The Swedish Transport Agency has imposed a ban on overtaking on the E4 between Gävle och Tönnebro, on the 14th and 14th of April for travel in a northerly direction, and on the 17th and 18th of April travelling south. 

The agency also recommends choosing roads with central reservations and speed cameras, as these are safer, even if this might mean a slower journey. Here is the agency’s map of roads with central reservations.


If you’re coming to Sweden by air, you should be aware that companies have been cancelling a high number of flights in recent days, because many of their staff have Covid.

EasyJet and British Airways cancelled more than 80 scheduled flights on Thursday, blaming staff sickness. 


If your flight is running as scheduled, be aware of issues at several UK airports.
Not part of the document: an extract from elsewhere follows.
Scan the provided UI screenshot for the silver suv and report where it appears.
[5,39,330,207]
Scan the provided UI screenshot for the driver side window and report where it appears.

Airports including Heathrow, Manchester and Birmingham have been hit by disruption because of staff shortages caused by Covid, affecting everything from airport security to luggage handlers. Passengers risked missing their flights because of lengthy delays, according to reports in the UK press. 

Passport queues at Heathrow Terminal 2, from where SAS flies to Stockholm, were ‘stretching to 90 minutes’ on Maundy Thursday, The Independent reported. 

Passengers have been advised to make sure they are at the airport as early as possible to allow for delays, and unions have warned that the disruption could last for some time.

In the case of Manchester, the advice last week was to arrive three hours early.